Today was a perfectly sunny early November fall day here in central Ohio. As I was thinking about that, I realized that I should simply put on my newish Merrell hiking boots and head for the woods–so I did!

My Merrell mid-rise hikers

I drove to nearby Battelle Darby Creek Metro Park, not very far out the National Road (U.S. 40) from where I live. My first stop along the National Road was in the village of Alton at Dave’s Country Drive-Thru. Dominated by huge stacks of giant bags of cattle, horse, and hog food, with some stacks of dog food thrown in for good measure, at the far end of the Drive-Thru was the popular section of the store for this weekending leisure day: the beer and pop (aka “soda” or “soft drinks” for you more genteel types, but “pop” here at the Country Drive-Thru, as it was in rural southwestern Ohio where I grew up) and junk food part. I had forgotten to bring a can of Diet Pepsi with me from home for my proposed hike.

While I waited for the truck in front of me to get its order (beer and junk food, I saw), I examined the shelves of chips and spied two kinds I couldn’t resist: Jenny’s Old Fashioned Caramel Dittos, a mutant kind of popcorn, and Grippo’s Barbecue Chips, which I discovered after devouring half a bag are loaded with evil MSG. No wonder they taste so good! 😉 Now I was all set to get some exercise in the fresh air!
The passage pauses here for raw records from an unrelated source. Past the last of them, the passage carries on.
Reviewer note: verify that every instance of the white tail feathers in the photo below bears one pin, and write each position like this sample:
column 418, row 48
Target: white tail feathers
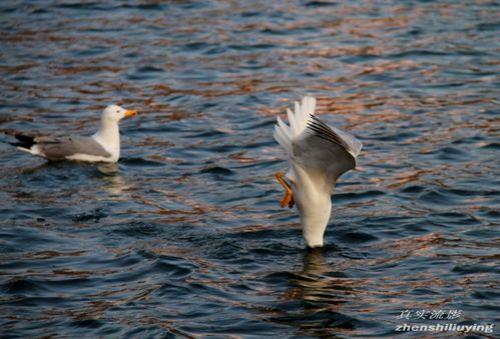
column 285, row 134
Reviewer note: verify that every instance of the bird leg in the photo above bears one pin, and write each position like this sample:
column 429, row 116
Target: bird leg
column 288, row 198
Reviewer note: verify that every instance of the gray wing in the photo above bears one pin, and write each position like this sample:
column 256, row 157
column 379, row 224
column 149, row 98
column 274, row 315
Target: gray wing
column 325, row 153
column 60, row 148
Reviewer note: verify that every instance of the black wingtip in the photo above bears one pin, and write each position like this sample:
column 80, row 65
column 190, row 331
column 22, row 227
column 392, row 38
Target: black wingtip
column 24, row 141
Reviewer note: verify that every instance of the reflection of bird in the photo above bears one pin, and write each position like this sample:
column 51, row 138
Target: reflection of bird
column 318, row 156
column 102, row 146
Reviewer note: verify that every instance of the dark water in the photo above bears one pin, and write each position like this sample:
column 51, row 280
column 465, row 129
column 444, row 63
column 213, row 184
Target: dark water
column 184, row 236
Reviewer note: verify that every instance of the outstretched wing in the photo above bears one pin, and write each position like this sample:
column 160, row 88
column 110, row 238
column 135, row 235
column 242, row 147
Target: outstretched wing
column 325, row 153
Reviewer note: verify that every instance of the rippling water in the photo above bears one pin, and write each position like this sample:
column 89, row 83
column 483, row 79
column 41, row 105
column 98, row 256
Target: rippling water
column 185, row 236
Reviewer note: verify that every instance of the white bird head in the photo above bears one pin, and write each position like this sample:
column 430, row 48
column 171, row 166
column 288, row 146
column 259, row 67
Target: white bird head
column 116, row 113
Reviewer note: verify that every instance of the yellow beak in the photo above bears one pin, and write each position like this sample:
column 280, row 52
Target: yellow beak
column 130, row 112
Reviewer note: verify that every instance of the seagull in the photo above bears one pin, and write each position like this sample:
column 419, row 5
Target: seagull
column 318, row 155
column 103, row 146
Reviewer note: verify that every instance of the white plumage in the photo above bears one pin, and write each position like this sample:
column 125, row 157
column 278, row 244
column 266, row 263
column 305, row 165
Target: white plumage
column 103, row 146
column 318, row 155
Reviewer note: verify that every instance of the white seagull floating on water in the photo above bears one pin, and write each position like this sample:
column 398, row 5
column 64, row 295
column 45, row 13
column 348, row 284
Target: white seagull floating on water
column 103, row 146
column 318, row 155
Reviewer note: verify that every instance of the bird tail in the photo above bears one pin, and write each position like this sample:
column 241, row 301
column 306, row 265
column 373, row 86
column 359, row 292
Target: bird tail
column 284, row 134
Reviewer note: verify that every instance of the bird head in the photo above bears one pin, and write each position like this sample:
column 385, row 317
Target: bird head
column 116, row 113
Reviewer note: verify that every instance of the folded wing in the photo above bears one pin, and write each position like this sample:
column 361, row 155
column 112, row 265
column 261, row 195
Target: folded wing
column 60, row 148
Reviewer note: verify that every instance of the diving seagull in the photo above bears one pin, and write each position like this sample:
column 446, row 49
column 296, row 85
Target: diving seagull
column 318, row 155
column 103, row 146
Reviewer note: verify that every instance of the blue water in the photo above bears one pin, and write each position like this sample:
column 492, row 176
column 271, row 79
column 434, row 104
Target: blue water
column 184, row 236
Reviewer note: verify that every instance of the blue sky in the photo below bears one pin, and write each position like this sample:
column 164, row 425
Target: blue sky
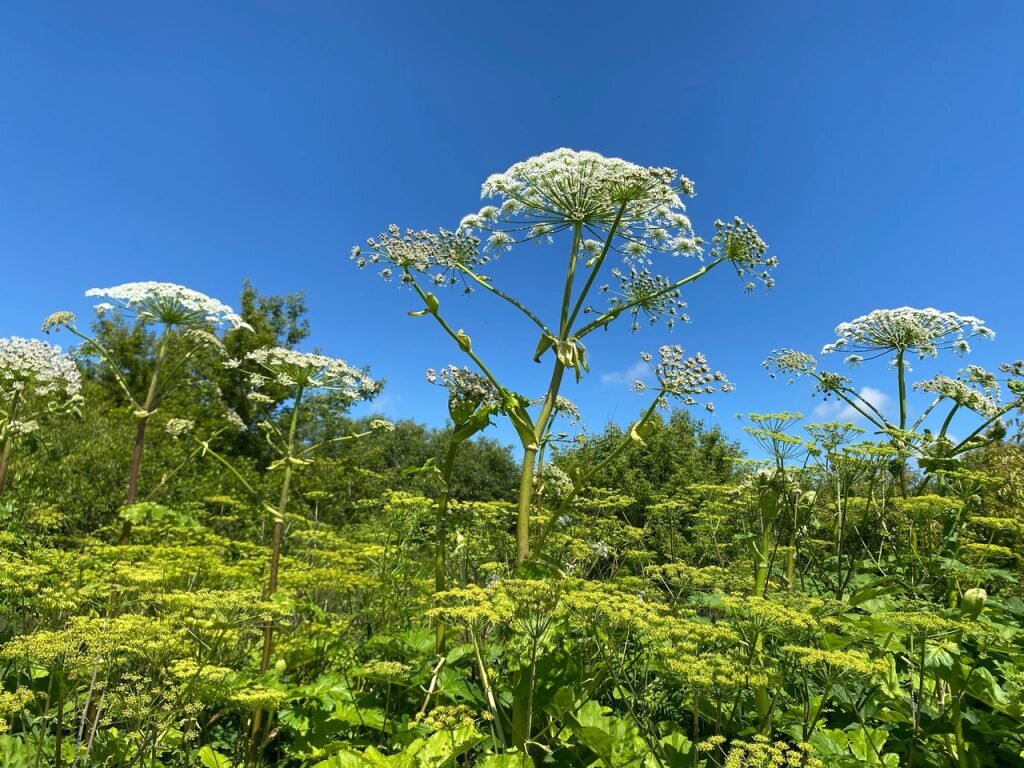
column 878, row 147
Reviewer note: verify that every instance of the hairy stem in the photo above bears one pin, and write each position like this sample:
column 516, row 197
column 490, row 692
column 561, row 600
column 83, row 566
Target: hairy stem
column 143, row 420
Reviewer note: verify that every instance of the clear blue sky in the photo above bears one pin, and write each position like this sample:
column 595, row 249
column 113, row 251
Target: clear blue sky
column 877, row 145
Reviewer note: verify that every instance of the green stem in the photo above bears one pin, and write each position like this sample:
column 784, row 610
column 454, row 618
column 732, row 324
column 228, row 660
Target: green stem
column 440, row 543
column 8, row 446
column 110, row 361
column 901, row 377
column 152, row 396
column 279, row 526
column 597, row 266
column 579, row 484
column 485, row 284
column 563, row 328
column 522, row 510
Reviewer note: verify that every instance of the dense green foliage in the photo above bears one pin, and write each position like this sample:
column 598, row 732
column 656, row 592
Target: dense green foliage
column 688, row 609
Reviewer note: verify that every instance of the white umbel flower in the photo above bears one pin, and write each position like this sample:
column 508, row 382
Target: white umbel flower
column 29, row 367
column 309, row 371
column 923, row 332
column 168, row 303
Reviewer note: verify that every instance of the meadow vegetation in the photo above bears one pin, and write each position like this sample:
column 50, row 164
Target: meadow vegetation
column 206, row 559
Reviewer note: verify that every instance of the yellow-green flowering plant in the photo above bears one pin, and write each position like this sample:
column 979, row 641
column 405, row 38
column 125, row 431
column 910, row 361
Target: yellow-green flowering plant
column 898, row 335
column 621, row 220
column 301, row 374
column 37, row 380
column 184, row 317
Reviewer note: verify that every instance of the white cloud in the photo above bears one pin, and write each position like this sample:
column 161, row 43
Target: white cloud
column 639, row 371
column 836, row 410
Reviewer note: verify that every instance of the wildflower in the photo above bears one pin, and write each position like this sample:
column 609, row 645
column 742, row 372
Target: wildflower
column 924, row 332
column 467, row 390
column 29, row 367
column 420, row 252
column 310, row 371
column 178, row 427
column 684, row 377
column 58, row 320
column 170, row 304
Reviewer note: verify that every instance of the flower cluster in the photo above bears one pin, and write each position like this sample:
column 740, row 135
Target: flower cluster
column 33, row 367
column 291, row 369
column 647, row 294
column 168, row 303
column 739, row 244
column 34, row 377
column 443, row 253
column 923, row 332
column 467, row 390
column 975, row 388
column 563, row 188
column 791, row 363
column 684, row 377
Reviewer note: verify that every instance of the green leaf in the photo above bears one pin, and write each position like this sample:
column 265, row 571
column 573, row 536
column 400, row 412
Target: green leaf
column 211, row 759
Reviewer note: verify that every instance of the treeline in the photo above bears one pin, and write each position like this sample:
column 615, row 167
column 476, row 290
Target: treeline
column 77, row 471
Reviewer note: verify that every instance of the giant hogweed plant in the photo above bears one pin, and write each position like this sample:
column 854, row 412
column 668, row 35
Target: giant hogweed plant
column 184, row 318
column 301, row 374
column 37, row 381
column 622, row 222
column 899, row 335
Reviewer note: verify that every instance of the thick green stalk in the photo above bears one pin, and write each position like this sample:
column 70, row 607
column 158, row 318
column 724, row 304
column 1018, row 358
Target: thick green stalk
column 596, row 267
column 279, row 526
column 577, row 485
column 440, row 543
column 8, row 446
column 522, row 510
column 8, row 443
column 143, row 420
column 547, row 413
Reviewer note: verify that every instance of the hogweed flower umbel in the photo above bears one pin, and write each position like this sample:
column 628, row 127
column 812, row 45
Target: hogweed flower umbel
column 168, row 303
column 292, row 369
column 684, row 378
column 36, row 380
column 30, row 368
column 923, row 332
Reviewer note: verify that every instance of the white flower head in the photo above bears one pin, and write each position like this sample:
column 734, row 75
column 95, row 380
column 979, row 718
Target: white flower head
column 922, row 332
column 563, row 188
column 30, row 367
column 974, row 388
column 467, row 390
column 178, row 427
column 168, row 303
column 683, row 377
column 310, row 371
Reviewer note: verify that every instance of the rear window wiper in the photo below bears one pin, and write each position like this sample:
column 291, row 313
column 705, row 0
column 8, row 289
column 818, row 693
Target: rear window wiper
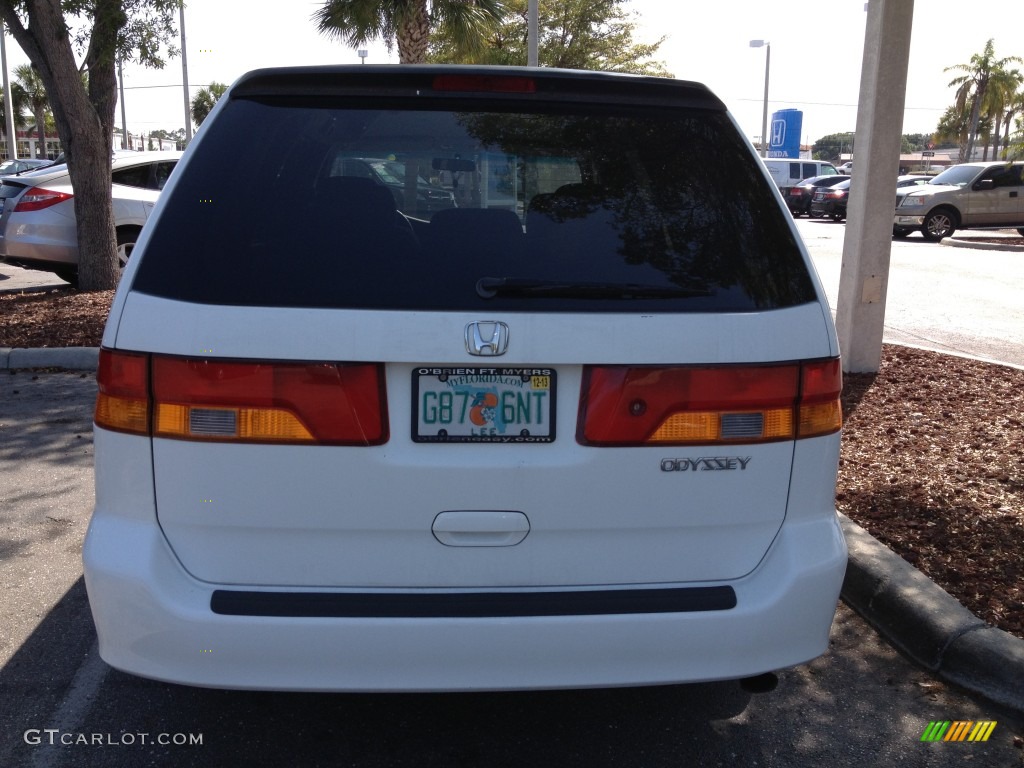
column 488, row 288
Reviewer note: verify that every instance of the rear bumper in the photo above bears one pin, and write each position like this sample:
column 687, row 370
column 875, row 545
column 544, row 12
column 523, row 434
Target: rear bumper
column 156, row 621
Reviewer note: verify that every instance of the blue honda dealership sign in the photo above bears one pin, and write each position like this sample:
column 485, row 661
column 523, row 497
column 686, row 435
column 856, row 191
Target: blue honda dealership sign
column 784, row 133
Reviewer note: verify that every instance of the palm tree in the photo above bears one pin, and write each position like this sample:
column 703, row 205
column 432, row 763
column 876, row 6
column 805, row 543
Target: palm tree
column 1001, row 87
column 18, row 99
column 1014, row 109
column 37, row 101
column 973, row 85
column 204, row 100
column 411, row 23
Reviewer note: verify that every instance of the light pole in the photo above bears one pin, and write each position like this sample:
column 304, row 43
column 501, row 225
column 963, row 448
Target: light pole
column 764, row 115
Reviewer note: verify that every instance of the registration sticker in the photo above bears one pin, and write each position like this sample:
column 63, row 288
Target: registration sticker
column 483, row 404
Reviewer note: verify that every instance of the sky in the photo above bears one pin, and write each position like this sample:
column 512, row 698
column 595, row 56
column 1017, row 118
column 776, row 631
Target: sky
column 816, row 51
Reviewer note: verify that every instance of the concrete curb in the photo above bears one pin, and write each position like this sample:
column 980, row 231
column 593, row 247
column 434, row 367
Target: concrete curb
column 967, row 242
column 928, row 625
column 912, row 612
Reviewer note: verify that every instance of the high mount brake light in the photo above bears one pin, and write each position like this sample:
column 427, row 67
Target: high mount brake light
column 682, row 406
column 36, row 199
column 484, row 84
column 242, row 401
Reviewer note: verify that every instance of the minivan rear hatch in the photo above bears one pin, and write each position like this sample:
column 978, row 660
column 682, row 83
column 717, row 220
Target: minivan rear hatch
column 574, row 345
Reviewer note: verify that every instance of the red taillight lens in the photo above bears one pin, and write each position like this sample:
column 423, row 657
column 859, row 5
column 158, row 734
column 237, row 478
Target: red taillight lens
column 633, row 406
column 36, row 199
column 820, row 411
column 276, row 402
column 484, row 84
column 123, row 399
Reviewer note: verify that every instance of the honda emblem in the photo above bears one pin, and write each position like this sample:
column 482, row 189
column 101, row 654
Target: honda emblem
column 486, row 338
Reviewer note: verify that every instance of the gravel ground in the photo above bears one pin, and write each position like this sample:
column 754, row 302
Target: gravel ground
column 931, row 463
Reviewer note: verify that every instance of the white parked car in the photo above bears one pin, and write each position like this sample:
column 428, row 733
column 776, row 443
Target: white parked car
column 971, row 196
column 581, row 430
column 38, row 226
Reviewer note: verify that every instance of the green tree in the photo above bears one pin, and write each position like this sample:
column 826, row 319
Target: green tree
column 204, row 100
column 18, row 100
column 972, row 88
column 410, row 24
column 37, row 101
column 832, row 146
column 1001, row 89
column 572, row 34
column 100, row 32
column 1014, row 109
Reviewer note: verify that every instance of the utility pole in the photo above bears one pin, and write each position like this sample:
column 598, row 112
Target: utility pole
column 184, row 76
column 9, row 112
column 534, row 27
column 863, row 282
column 124, row 120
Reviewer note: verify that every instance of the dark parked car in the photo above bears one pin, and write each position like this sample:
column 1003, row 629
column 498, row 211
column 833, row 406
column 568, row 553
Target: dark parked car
column 830, row 202
column 798, row 197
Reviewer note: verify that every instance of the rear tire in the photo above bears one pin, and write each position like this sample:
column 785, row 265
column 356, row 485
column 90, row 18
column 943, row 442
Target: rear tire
column 127, row 237
column 68, row 273
column 938, row 224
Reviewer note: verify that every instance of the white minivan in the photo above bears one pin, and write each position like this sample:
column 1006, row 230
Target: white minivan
column 581, row 430
column 788, row 171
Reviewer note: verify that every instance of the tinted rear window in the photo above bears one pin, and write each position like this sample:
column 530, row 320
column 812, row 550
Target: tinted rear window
column 290, row 202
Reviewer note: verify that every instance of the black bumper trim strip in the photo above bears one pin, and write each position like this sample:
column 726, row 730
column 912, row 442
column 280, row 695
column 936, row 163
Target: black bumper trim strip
column 470, row 604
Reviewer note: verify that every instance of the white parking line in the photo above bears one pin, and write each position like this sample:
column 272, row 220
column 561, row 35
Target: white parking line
column 72, row 712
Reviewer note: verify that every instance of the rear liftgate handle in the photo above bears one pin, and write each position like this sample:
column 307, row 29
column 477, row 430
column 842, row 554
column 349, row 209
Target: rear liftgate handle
column 480, row 528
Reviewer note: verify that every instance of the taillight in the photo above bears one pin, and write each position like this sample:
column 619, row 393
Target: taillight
column 678, row 406
column 276, row 402
column 36, row 199
column 123, row 399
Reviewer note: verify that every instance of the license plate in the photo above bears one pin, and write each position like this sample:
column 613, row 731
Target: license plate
column 483, row 404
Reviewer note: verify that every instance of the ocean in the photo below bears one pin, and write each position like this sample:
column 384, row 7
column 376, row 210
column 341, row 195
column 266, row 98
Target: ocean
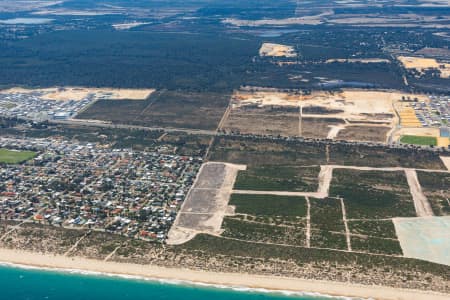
column 18, row 283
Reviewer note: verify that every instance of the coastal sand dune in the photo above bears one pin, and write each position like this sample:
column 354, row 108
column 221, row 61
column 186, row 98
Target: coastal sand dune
column 228, row 279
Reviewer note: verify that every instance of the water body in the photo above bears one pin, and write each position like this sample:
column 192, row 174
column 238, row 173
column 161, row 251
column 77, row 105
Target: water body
column 26, row 21
column 35, row 284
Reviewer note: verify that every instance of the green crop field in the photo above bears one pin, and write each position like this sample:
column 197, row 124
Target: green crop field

Here’s what the Franklin County Metro Park System has to say about Battelle Darby Creek Park:

Galloway, Ohio. Battelle Darby features more than 7,000 acres of forest, prairies and wetlands. It stretches along 13 miles of the Big and Little Darby Creeks, both State and National Scenic Rivers. Besides the areas surrounding the creeks, there are also over 200 acres of restored wetlands and prairies. Bison have been reintroduced to the park and roam freely within two enclosed pastures.


I first stopped at the Nature Center, where they were observing National Bison Day, because of the herd of bison on the prairie that makes up part of this huge Metro Park. But the bison were not being very cooperative while I was there, hanging out in a side area that is hard to observe or photograph, rather than in the new big pasture that has been opened up for them below the observation deck of the Center.  Maybe they didn’t feel like being watched. It is possible to hike along a trail that brings you close to that side area, but that was not my goal for the afternoon.  Here’s a photo taken by Park staff of one of our first mama and baby bison pairs:


Instead of hiking out to see the bison on their National Day, I briefly re-examined my favorite exhibit in the Center, the living stream, before setting out for the real stream. The living stream is an ingenious series of interconnected tanks that stair-step down the levels of the Center, increasing in depth and in the life forms that live in each depth. A current mimics perfectly the current of Big Darby Creek, with still sections, fast-eddies, side-currents, and all.  The living stream is a monument of engineering and natural studies.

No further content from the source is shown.